Emefiele is to immediately hand over the affairs of his office to the deputy governor in charge of operations at the central bank, according to a statement issued by the office of the secretary to the government of the federation.
“This is sequel to the ongoing investigation of his office and the planned reforms in the financial sector of the economy,” it said. The deputy governor will act as governor of the central bank “pending the conclusion of the investigation and reforms.”
The Central bank did not immediately respond to request for comment.
The former chief executive of Zenith Bank Plc took up his post at the Central Bank of Nigeria in June 2014, a year before President Muhammadu Buhari came to power. He was reappointed for a second five-year term in May 2019 that was due to end in June 2024.
The governor was one of the most influential members of Buhari’s government during which the central bank made significant interventions in the economy, including propping up the naira, lending unprecedented sums to the government and extending credit to multiple sectors.
‘Unorthodox Tenure’
Critics slammed the central bank governor for undue attention to development finance and excessive regulation of banks at the expense of price stability. The lion’s share of a 1 trillion-naira ($2.1-billion) loan it extended to rice farmers, under so-called Anchor Borrowing Programme, was not repaid.
He also came under fire for subjecting banks to contradictory regulation.
For instance, whereas lenders must hold 32.5% of deposits as reserves — far more than their counterparts in South Africa and Kenya, as the regulator battles to contain inflation — banks are being forced to extend 65% of their deposits as loans to stimulate credit.
The central bank governor also left interest rate unchanged, well below the annual inflation rate for too long, critics contend. When the bank began to tighten last May it was unable to rein in consumer prices until they skyrocketed to an 18-year high of 22.% in April.
Emefiele even made a highly visible, if short-lived, foray into party politics in May when he asked a federal court to permit him to remain in charge of the CBN while seeking the ruling party’s nomination in presidential elections scheduled for next month.

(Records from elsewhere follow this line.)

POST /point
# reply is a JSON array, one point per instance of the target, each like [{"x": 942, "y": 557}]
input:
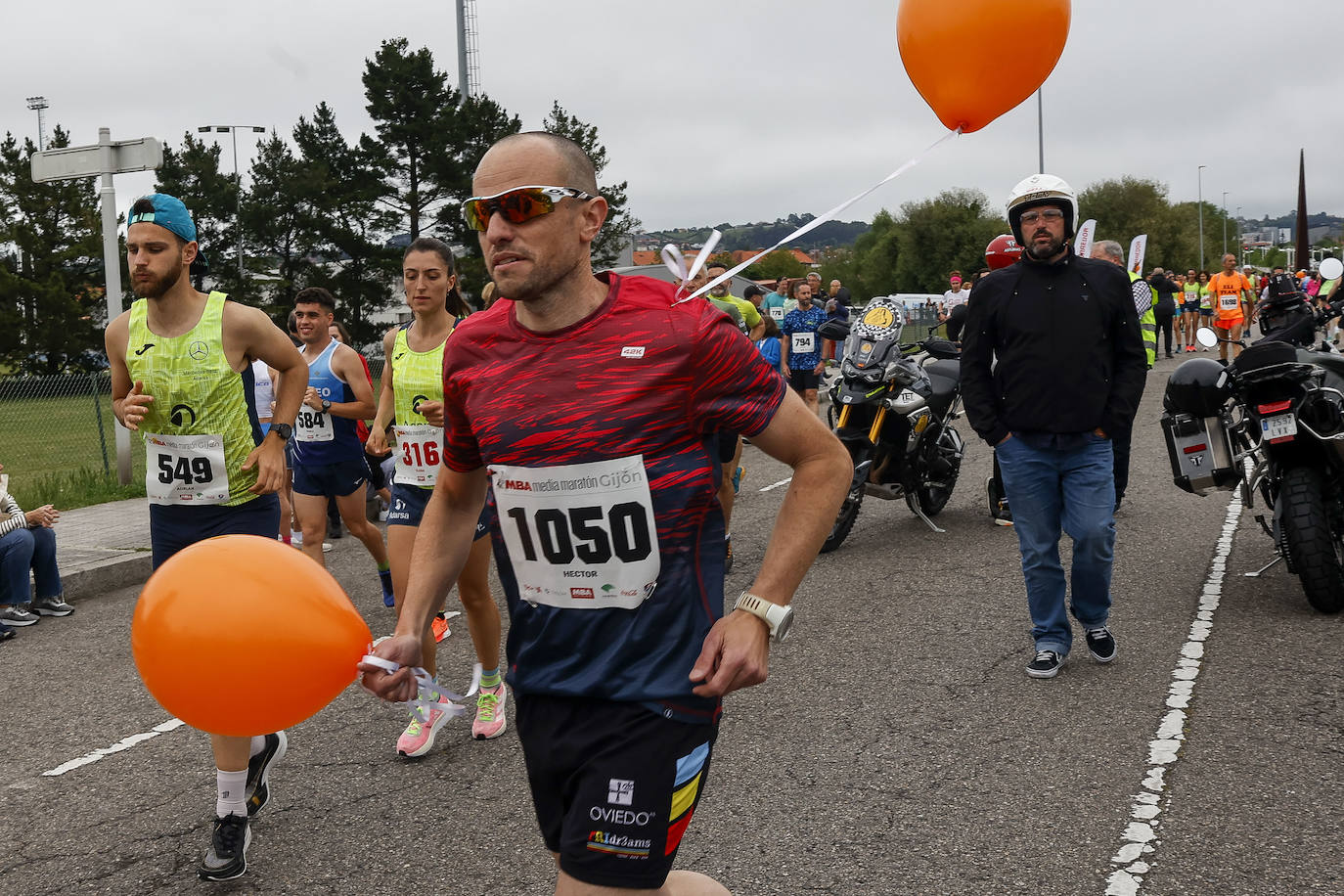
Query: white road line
[
  {"x": 125, "y": 743},
  {"x": 1140, "y": 838}
]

He dropped those ambitions after Buhari ordered ministers and political appointees wishing to run for office to resign.
His most most controversial move as central bank governor came just before Nigerian presidential elections, with his demonetization policy.
His attempt to replace old naira notes with new ones unexpectedly resulted in shortages, hobbling day-to-day business in the cash-dominant economy.
Politicians, including President Tinubu accused him of fostering the unpopular policy to damage his candidacy. Some state governors challenged the policy in court and in a ruling, the Supreme Court nullified the Feb. 10 deadline set by the governor to phase out the old notes. It extended the deadline to year-end.